Во внешнем обличье не было ничего от сибирского хлебороба, от потомственного плугаря. Гибкая фигура очень хорошо одетого человека, радующегося своей новой одежде, своему новому имени, — Гронский уже начал печатать Васильева везде, и любая слава казалась доступной Павлу Васильеву. Слава Есенина. Слава Клюева. Скандалист или апостол — род славы еще не был определен. Синие глаза Васильева, тонкие ресницы были неправдоподобно красивы, цепкие пальцы неправдоподобно длинны».
Он работал как вол, создавая в кратчайшие сроки монументальные поэмы, каждая из которых вызывала бурю в читательской и литературной среде. Десять за неполные шесть лет — и каких! «Соляной бунт», «Лето», «Август», «Одна ночь», «Синицын и К?», «Дорога», «Кулаки», «Автобиографические главы», «Принц Фома», «Христолюбовские ситцы». Фантастическое разнообразие жанров — эпос, лиро-эпическое полотно, эпико-драматическое сочинение… И десятки лирических стихотворений, дошедших до нас. А сколько еще не дошло! Вообще поражает его отношение к своему творчеству. Он потерял, раздарил, уничтожил огромное количество стихов — никто даже не знает сколько. К примеру, оставлял на вокзале чемодан с рукописями, и когда ему говорили: вернись, забери, — он отвечал: «Ничего, новые напишу». Вообразить трудно, сколько осталось не опубликованных им при жизни произведений: потрясающих стихотворений, за которые, как говорится, другой поэт ухватился бы обеими руками.

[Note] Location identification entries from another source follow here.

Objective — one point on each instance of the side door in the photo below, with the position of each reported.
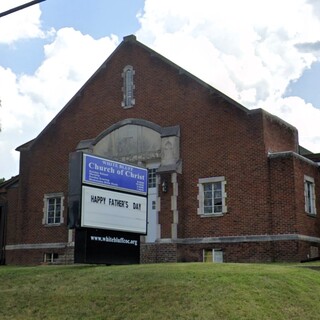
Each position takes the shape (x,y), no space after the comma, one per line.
(152,226)
(2,234)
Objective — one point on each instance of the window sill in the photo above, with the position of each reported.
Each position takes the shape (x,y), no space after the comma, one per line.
(311,215)
(52,225)
(211,215)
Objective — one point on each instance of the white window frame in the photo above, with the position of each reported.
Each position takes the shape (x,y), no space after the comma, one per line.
(46,199)
(217,255)
(128,87)
(50,257)
(201,196)
(309,196)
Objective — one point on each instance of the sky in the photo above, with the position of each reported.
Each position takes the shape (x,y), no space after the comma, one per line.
(263,54)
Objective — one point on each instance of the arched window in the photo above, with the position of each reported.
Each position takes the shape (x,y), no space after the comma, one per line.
(128,87)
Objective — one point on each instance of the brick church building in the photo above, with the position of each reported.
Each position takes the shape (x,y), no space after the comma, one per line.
(225,183)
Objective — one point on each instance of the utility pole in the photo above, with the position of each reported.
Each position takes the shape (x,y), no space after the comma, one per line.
(28,4)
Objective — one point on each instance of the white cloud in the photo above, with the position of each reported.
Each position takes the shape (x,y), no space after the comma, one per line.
(251,50)
(29,102)
(248,49)
(22,24)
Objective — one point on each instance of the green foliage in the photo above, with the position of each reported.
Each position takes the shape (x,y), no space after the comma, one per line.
(161,291)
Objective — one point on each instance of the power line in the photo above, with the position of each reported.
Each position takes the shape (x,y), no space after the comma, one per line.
(28,4)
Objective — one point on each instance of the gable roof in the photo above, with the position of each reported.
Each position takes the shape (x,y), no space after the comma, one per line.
(132,39)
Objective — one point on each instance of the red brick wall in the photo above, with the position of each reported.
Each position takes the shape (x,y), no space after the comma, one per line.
(288,214)
(218,138)
(279,135)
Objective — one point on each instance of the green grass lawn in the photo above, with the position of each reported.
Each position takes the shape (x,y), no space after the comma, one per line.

Создавалось впечатление, что каждую минуту своего бытия Васильев проживал, как последнюю. Жизнелюб неизбывной силы, перехлестывающей все мыслимые пределы, он шел к своей гибели семимильными шагами — и здесь нет никакого противоречия.
Бог весть какое умение скользить по паркетным половицам требовалось в литературном мире того времени. Васильев же виделся окружающим подлинным слоном в посудной лавке, которого необходимо приручить, обтесать, обкрутить и, естественно, окрутить. Когда же стало ясно, что он не «обтесывается» и не «обкручивается» — в качестве «воспитательного средства» стала использоваться увесистая дубина.
«Три мальчика, три козыря бубновых» — неразлучные друзья в жизни и в поэзии: Павел Васильев, Борис Корнилов и Ярослав Смеляков — как будто не чувствовали всей опасности происходящего. Вернее сказать, не желали ни выказывать страха, ни менять манеру своего поведения.
Чем больше нагнетались трагические ноты в середине тридцатых годов, тем больше хотелось людям непринужденного веселья, милых и сентиментальных песен и кинофильмов,
Поэзия Павла Васильева и его друзей в глазах многих и многих однозначно сопрягалась с их образом жизни, весьма далеким от добропорядочного и благонравного. Веселые, жизнерадостные ребята, они любили хорошо гульнуть, разойтись «в длину и в ширину», а мимоходом и послать куда-нибудь подальше очередного попавшегося им на глаза педанта или зануду. Все это, естественно, запоминалось и рано или поздно должно было не просто быть поставлено им в укор, но привести к необратимым последствиям.
«Мы еще не начинали жить…» Ведь действительно не начинали. Они тогда были только-только в начале пути, тяжелого, трагического, изматывающего — и прекрасного пути. Страну с более чем тысячелетней историей это уникальное поколение естественно воспринимало как свою ровесницу, она принадлежала им и, мнилось, начинала жить вместе с ними. Десятилетия должны были пройти, десятилетия страшного напряжения и невиданных испытаний, и почти никого не должно было остаться от Васильевского поколения, чтобы страна наконец на излете мощнейшего толчка 1930-х годов почувствовала: начали жить.